CoreScore: N/A, not N/A Distribution

Calculation pattern

  1. For each of the parameters that determine the model’s ranking, the value of the parameter, calculated by some formula (which differs from parameter to parameter), ranges from 0 to 100.

  2. For each of the parameters, the number of reviews / tests / top charts is transformed into an equivalent of a measurement unit.
    Here we make sure to take into account the weights and the coefficients of every data source that we use.
    Example 1: The review and the ranking of a tire model from amazon.com will always have more “weight” than the review posted on the tire maker’s official website. This has to do with the fact that on amazon.com a review can be written only by a real person who bought this tire, while on other websites such review can be written by anybody.
    Example 2: a professional tire test carried out by the top tire industry publications as Consumer Reports or Auto Bild will always have more weight than a tire test conducted by a less reputed organization.

  3. Then we calculate the weighted average value on the basis of the values from 0 to 100 and the aggregate equivalent of the measurement unit.

  4. Then we smooth out the ranking for the models that did not participate in any tire tests and are not on the top charts.

How the Popularity is calculated

Possible value

  • 0 - 10 * (the sum of all weights)

  • in reality, somewhere from 0 to 70

Calculation pattern

  1. For each of the parameters that determine the model’s popularity, the value of the parameter, calculated by some formula (which differs from parameter to parameter), ranges from 0 to 10.

  2. The value that we get by using such formula (different for each of the parameters) is then limited by the numbers 0 and 10 if it is not within the segment.

  3. Each of the parameters has its own weight (approximately from 0.5 to 2)

  4. Then we add it to the weights.

As for the formulas for the parameters, we do not provide them here for a number of reasons.

Potential drawbacks of our metrics

CoreScore is not the ultimate truth about how good a tire is. Here are a few potential drawbacks of such method:

The tire manufacturers show particular interest for positive reviews about their product and negative reviews about other brands. They may try to manipulate the public opinion by adding a multitude of fake consumer ratings on various websites that we use in our calculations. We know about this, and this is actually a problem. This is specifically why it is very important for us to use data from the websites that feature the so-called verified purchases. In addition, we have a serious respect for the results of professional tire tests. 

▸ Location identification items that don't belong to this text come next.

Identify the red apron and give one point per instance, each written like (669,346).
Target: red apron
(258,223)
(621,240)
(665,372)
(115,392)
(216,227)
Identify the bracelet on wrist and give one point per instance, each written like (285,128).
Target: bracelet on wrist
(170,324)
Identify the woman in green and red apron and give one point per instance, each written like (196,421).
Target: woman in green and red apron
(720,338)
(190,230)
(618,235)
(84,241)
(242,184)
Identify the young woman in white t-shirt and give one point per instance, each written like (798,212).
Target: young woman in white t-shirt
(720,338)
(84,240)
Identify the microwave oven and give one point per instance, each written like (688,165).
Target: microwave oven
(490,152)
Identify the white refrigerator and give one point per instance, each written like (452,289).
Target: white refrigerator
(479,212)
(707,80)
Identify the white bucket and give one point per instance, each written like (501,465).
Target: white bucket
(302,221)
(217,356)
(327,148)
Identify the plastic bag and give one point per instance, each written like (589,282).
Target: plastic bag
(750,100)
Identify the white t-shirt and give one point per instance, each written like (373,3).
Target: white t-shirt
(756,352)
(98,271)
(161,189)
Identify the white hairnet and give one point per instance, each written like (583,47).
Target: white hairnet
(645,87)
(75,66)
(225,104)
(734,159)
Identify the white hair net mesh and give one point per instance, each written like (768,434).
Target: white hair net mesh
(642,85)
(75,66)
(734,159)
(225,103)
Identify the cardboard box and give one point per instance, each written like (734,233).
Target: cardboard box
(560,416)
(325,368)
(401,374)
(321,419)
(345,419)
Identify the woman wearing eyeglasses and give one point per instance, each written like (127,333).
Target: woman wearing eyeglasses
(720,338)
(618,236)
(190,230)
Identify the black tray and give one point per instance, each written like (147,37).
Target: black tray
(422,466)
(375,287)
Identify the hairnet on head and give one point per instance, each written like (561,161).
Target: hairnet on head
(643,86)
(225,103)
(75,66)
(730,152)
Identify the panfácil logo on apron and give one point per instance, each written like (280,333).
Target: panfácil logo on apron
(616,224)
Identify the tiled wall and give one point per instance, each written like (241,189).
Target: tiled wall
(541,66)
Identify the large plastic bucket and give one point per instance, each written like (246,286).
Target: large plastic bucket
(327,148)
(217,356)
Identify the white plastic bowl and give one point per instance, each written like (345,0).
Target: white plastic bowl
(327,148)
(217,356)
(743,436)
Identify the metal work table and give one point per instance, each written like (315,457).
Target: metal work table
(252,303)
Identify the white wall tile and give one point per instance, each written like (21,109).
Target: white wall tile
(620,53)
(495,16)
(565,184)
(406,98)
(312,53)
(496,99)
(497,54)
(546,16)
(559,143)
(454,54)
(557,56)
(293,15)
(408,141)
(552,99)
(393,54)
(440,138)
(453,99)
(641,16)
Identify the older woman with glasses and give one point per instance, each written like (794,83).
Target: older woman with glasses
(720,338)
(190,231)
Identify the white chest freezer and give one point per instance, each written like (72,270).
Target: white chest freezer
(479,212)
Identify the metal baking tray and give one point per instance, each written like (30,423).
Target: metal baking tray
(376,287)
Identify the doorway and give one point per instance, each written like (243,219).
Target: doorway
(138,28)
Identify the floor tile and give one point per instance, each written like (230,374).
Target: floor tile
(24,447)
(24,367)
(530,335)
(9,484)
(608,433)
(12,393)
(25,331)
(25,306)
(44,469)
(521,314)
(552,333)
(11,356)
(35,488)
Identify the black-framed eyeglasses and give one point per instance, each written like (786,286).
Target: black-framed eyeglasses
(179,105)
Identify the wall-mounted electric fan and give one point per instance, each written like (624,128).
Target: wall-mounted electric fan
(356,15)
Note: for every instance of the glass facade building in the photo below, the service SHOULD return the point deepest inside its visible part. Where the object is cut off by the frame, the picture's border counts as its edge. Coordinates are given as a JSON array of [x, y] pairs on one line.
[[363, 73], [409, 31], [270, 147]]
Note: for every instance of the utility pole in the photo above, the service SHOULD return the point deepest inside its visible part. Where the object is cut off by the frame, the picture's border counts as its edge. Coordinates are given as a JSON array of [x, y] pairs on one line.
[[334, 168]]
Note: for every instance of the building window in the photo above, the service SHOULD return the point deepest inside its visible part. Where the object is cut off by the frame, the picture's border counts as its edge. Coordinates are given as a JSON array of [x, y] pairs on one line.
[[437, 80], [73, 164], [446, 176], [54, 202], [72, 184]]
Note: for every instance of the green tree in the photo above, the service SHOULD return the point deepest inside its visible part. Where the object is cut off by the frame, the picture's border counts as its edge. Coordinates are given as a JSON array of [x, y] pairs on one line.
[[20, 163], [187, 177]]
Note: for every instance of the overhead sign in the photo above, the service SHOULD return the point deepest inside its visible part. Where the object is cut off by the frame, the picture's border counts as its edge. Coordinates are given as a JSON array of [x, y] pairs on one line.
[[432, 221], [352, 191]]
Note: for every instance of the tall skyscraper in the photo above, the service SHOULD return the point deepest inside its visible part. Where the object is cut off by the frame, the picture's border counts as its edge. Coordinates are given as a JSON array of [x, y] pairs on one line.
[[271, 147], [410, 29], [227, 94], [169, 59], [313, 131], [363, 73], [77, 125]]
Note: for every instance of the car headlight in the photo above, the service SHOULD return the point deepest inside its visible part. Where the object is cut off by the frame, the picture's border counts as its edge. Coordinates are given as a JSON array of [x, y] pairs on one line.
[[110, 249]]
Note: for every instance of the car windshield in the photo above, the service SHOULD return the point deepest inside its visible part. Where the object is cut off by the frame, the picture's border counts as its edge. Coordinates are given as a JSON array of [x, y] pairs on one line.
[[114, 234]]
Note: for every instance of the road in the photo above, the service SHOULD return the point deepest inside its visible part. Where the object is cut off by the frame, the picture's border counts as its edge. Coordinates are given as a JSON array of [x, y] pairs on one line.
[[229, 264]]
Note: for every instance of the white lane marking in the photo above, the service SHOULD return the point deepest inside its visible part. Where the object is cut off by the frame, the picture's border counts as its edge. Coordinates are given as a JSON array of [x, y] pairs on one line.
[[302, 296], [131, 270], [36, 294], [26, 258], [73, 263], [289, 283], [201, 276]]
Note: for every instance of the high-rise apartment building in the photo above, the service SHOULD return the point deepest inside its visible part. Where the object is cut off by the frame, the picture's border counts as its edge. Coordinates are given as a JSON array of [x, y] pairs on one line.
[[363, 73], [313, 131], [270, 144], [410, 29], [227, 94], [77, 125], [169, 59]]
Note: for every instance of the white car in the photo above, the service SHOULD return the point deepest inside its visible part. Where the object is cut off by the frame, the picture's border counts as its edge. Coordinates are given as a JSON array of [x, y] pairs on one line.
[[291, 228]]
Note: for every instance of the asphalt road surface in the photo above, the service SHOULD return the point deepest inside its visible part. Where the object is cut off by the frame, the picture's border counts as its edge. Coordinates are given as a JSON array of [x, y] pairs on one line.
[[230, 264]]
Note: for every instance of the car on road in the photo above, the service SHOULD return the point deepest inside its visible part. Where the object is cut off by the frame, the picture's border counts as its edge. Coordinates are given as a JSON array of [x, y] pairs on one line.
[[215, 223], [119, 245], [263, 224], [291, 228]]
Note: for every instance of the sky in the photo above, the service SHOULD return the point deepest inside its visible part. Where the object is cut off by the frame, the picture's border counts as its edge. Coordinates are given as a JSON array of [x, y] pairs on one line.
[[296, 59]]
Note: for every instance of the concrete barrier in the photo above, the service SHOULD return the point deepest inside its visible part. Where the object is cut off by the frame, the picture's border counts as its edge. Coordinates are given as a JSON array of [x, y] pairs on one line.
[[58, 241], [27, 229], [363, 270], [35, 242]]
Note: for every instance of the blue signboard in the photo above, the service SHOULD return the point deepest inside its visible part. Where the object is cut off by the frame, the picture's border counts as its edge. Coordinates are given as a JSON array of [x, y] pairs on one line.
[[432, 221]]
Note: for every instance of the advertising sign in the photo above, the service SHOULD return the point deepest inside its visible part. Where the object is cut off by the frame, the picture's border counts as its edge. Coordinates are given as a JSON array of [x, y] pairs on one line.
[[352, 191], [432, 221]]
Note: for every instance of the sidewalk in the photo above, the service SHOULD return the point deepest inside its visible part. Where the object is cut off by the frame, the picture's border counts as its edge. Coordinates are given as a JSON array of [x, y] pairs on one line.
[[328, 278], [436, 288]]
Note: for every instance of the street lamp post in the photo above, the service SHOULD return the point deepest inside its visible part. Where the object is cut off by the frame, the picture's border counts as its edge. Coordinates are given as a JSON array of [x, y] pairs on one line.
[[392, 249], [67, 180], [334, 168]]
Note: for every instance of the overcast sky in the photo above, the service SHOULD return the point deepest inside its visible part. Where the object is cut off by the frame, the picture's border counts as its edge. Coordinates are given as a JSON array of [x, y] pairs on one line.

As for the user reviews on our website, which we also use for calculating the CoreScore, each user can write only 1 review per tire model. In addition, we have a spam detector that tracks some certain review writing templates, which we are not revealing here for obvious reasons.

Unfortunately, our metrics depend on the data that we get from other websites. Our resources are limited, and we do not always have the time to update the information on each specific tire model (the numbers of types and sizes, news, using the model as OE, involvement in this or that specific ranking, evaluations and the number of reviews on other websites). All of this naturally affects the final scores and metrics.